Andrew and Ben acknowledge there are ‘strings attached’ with Option J, but they don’t look sufficiently far ahead at what the region might look like in 10–30 years’ time when the new submarines will be in service.

They take an essentially short-term view of the regional security environment. They acknowledge that American power is declining in relative terms but then don’t project forward to where that trend might lead. The more you look out to the longer term, the greater are the ‘strings’ attached to Option J.

As I have argued elsewhere, there are four main ‘stumbling blocks’ to reaching a way ahead with the submarine program: Australia’s unique requirement for a ‘big’ conventional submarine; the downside of locking ourselves into American systems; the difficulties in making an accurate assessment of the future strategic environment; and trends in submarine detection that may make it more difficult for Australia to deploy submarines into East Asian waters.

The geopolitics of the region are changing faster than most anticipated. Credible scenarios for the longer term must include a significant decline in American power and influence as well as conflict between China and Japan in which Australia would not take sides. In these regional circumstances, Option J would involve some loss of long-term strategic independence for Australia.
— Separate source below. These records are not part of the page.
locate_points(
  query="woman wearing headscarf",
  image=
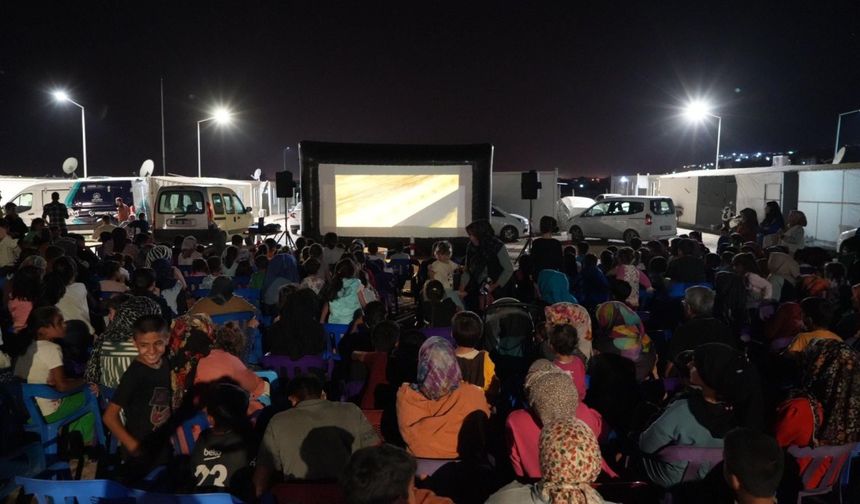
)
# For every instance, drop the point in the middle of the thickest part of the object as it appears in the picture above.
(487, 261)
(771, 225)
(114, 350)
(552, 396)
(164, 252)
(168, 287)
(570, 463)
(747, 226)
(619, 330)
(577, 316)
(784, 272)
(730, 302)
(282, 270)
(191, 339)
(793, 238)
(554, 287)
(727, 395)
(221, 300)
(785, 324)
(432, 411)
(825, 411)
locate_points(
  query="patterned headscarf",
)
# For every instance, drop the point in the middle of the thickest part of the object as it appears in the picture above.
(158, 252)
(620, 331)
(191, 338)
(832, 377)
(120, 329)
(438, 371)
(552, 393)
(786, 323)
(570, 463)
(575, 315)
(782, 264)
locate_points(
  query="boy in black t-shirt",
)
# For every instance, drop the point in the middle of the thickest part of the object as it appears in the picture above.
(144, 396)
(223, 457)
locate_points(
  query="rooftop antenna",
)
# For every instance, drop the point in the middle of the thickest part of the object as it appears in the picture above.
(147, 168)
(69, 166)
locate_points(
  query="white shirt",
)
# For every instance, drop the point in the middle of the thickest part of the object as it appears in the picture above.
(74, 306)
(35, 366)
(9, 251)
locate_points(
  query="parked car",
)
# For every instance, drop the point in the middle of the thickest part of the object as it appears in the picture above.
(508, 226)
(625, 218)
(203, 212)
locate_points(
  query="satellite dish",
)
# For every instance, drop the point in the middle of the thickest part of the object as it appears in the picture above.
(70, 165)
(146, 168)
(840, 154)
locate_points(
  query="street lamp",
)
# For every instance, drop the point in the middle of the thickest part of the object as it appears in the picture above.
(697, 111)
(61, 97)
(221, 116)
(838, 128)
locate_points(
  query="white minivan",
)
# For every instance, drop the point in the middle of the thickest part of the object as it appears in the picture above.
(626, 218)
(204, 212)
(509, 227)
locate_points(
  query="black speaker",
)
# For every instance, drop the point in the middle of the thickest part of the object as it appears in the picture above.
(285, 186)
(529, 185)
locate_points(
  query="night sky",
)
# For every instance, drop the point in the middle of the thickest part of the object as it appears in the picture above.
(591, 88)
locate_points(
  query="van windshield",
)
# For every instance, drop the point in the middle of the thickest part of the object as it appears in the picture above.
(180, 202)
(662, 207)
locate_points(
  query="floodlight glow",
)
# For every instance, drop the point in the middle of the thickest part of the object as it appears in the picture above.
(222, 115)
(697, 110)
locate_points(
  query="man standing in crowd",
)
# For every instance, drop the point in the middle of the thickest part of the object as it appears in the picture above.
(56, 213)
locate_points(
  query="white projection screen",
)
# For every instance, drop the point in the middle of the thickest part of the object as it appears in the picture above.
(376, 200)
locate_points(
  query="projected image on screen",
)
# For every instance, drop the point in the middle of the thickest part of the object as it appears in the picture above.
(385, 200)
(420, 200)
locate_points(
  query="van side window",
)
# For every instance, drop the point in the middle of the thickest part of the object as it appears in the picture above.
(180, 202)
(217, 204)
(23, 202)
(662, 207)
(240, 208)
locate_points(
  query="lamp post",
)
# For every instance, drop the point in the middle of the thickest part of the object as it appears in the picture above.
(220, 116)
(839, 128)
(697, 111)
(62, 97)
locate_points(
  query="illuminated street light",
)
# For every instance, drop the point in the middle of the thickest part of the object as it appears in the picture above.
(62, 97)
(838, 128)
(221, 116)
(697, 111)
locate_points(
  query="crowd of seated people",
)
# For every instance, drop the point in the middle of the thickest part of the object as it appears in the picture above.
(561, 377)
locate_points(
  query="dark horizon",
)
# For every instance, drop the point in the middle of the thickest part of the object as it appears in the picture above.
(589, 89)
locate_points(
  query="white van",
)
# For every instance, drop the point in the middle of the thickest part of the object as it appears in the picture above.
(509, 227)
(626, 217)
(204, 212)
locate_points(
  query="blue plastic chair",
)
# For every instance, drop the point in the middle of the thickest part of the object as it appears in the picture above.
(250, 295)
(143, 497)
(232, 317)
(193, 283)
(49, 432)
(183, 438)
(60, 492)
(334, 333)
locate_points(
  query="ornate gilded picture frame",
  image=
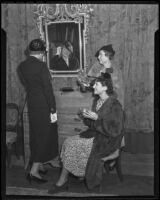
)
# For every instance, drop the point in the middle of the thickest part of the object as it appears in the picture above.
(60, 23)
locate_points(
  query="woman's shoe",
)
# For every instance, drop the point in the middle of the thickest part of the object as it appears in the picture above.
(44, 172)
(56, 189)
(31, 178)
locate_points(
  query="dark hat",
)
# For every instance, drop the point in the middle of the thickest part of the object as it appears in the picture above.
(107, 48)
(68, 46)
(37, 45)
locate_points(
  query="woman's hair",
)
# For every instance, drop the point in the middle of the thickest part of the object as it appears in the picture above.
(37, 45)
(106, 80)
(108, 49)
(68, 46)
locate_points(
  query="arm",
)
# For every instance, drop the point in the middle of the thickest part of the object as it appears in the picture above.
(112, 123)
(47, 88)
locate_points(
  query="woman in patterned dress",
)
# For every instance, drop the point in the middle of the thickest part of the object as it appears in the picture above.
(80, 153)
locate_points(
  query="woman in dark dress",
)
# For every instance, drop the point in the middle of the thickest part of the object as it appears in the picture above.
(41, 106)
(81, 154)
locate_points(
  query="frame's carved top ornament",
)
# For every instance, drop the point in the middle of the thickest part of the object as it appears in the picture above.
(47, 15)
(63, 13)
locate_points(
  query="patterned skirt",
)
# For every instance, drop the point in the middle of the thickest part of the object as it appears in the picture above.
(75, 153)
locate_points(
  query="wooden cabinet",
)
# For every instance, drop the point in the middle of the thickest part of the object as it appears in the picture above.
(68, 105)
(69, 124)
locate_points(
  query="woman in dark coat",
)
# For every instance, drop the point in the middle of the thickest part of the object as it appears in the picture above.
(81, 154)
(41, 105)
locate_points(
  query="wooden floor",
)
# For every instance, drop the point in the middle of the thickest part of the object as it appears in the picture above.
(132, 164)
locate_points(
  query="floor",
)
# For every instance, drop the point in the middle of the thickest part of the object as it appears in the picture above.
(138, 171)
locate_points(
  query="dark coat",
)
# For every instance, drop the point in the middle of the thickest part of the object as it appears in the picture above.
(108, 131)
(58, 63)
(41, 102)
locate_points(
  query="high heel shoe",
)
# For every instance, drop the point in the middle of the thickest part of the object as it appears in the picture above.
(31, 178)
(56, 189)
(44, 172)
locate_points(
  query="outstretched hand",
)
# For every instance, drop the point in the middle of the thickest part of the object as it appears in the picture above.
(89, 114)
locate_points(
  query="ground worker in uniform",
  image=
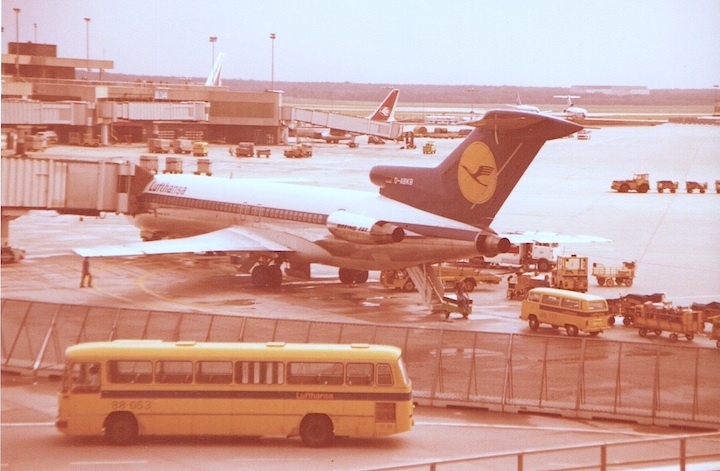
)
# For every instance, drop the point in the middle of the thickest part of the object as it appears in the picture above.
(86, 276)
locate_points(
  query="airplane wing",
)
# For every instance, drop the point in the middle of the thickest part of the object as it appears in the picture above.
(232, 239)
(551, 237)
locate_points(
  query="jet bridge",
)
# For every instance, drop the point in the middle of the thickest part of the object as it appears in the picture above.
(67, 186)
(350, 124)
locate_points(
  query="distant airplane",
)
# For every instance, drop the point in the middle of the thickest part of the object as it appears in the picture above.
(581, 116)
(385, 112)
(214, 79)
(519, 106)
(421, 216)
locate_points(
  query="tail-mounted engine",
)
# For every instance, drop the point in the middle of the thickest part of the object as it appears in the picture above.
(490, 245)
(363, 229)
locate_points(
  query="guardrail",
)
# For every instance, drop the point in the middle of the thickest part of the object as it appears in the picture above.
(572, 377)
(643, 453)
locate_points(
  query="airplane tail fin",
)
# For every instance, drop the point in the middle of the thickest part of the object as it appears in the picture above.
(386, 110)
(214, 79)
(474, 181)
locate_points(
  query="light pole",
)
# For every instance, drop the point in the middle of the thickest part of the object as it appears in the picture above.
(17, 41)
(472, 101)
(213, 39)
(87, 47)
(272, 63)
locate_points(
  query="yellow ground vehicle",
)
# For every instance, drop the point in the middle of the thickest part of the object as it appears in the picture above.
(449, 273)
(692, 186)
(670, 185)
(640, 183)
(611, 276)
(570, 273)
(200, 149)
(245, 149)
(127, 388)
(429, 148)
(576, 312)
(299, 151)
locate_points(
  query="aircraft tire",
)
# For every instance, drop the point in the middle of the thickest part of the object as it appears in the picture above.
(350, 277)
(259, 276)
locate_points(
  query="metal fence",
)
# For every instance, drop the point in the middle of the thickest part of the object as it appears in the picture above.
(702, 451)
(572, 377)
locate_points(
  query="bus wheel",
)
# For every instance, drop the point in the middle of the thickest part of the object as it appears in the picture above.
(468, 285)
(121, 428)
(316, 430)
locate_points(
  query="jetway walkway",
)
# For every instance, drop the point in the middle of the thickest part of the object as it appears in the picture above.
(350, 124)
(67, 186)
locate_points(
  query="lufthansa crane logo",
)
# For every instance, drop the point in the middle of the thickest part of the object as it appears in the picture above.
(477, 173)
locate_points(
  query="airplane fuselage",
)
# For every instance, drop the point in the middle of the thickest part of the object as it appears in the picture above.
(302, 219)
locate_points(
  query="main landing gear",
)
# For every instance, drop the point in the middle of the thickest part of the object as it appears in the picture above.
(266, 276)
(349, 276)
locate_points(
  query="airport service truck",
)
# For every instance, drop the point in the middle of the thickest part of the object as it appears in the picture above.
(541, 255)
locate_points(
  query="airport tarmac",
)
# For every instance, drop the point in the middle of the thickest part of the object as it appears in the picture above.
(671, 237)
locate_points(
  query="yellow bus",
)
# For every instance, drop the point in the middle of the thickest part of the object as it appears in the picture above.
(126, 388)
(576, 312)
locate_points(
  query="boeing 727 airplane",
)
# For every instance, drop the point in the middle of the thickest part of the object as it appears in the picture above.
(420, 216)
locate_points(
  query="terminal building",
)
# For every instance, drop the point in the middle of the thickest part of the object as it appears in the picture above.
(41, 91)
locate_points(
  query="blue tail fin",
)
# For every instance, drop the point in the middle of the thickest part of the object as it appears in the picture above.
(474, 181)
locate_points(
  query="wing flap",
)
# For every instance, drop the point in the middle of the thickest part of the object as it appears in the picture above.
(233, 239)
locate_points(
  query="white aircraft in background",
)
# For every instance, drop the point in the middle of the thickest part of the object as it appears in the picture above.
(519, 106)
(385, 112)
(214, 79)
(581, 116)
(420, 216)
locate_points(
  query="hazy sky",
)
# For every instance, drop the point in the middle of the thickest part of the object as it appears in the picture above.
(656, 43)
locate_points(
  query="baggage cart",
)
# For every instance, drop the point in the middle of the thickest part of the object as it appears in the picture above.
(625, 305)
(614, 276)
(660, 317)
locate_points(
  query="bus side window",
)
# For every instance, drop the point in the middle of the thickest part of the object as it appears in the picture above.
(85, 377)
(213, 372)
(551, 300)
(571, 303)
(130, 371)
(179, 372)
(359, 374)
(259, 372)
(315, 373)
(384, 373)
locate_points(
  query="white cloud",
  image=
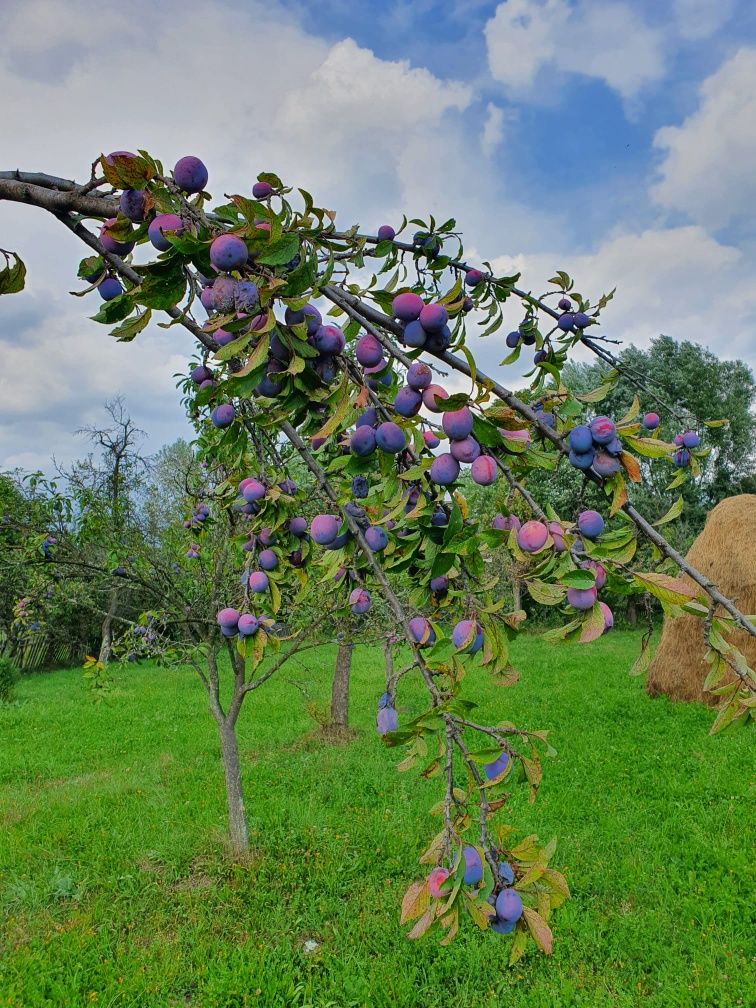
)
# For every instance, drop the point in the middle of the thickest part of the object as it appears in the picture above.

The European options bring with them longer-term strategic flexibility.

Japan is an inherently insecure country. In the current strategic environment a closer security relationship between Australia and Japan is more to the benefit of Japan than it is for Australia. Placing too much emphasis on a strategic relationship with Japan suggests a strategic inferiority complex on the part of Australia. That’s not to say we shouldn’t have a security relationship with Japan, it’s only to say that we need to recognise that Japan is searching for friends for support in its fractious relationship with China. It’s not a matter of choosing sides in Northeast Asia as Andrew and Ben suggest—it’s more a matter of being able to maintain even-handed neutrality.

The argument in the ASPI report that Japan may replace China as Australia’s major trading partner is also open to question. China is also a buyer of Australia’s LNG. The report cited in the ASPI report originates from early 2014 before the global collapse in the LNG market. Latest indications are that Japan’s LNG demand is slowing as nuclear power stations come back on line under the Abe administration.

The last issue is the need to anticipate future developments in submarine detection systems and signal processing. The seas are becoming more transparent. Over the life of the new submarine, it may become impossible for Australia to deploy submarines covertly through the northern archipelagos and into the East Asian seas. Indonesia attaches considerable importance to monitoring naval movements through its archipelago but in the past, oceanographic conditions in its straits, such as Lombok and Makassar, have been too noisy for fixed underwater sonar arrays to detect submarine movements. However, this situation could well change as developments in signal processing make fixed arrays more effective.

Even if we wanted to deploy submarines to East Asia in 25 years’ time, we may not be able to do so with assured secrecy. If this were the case, then a smaller European submarine could well meet Australia’s requirements with a saving of billions of dollars to the Defence budget.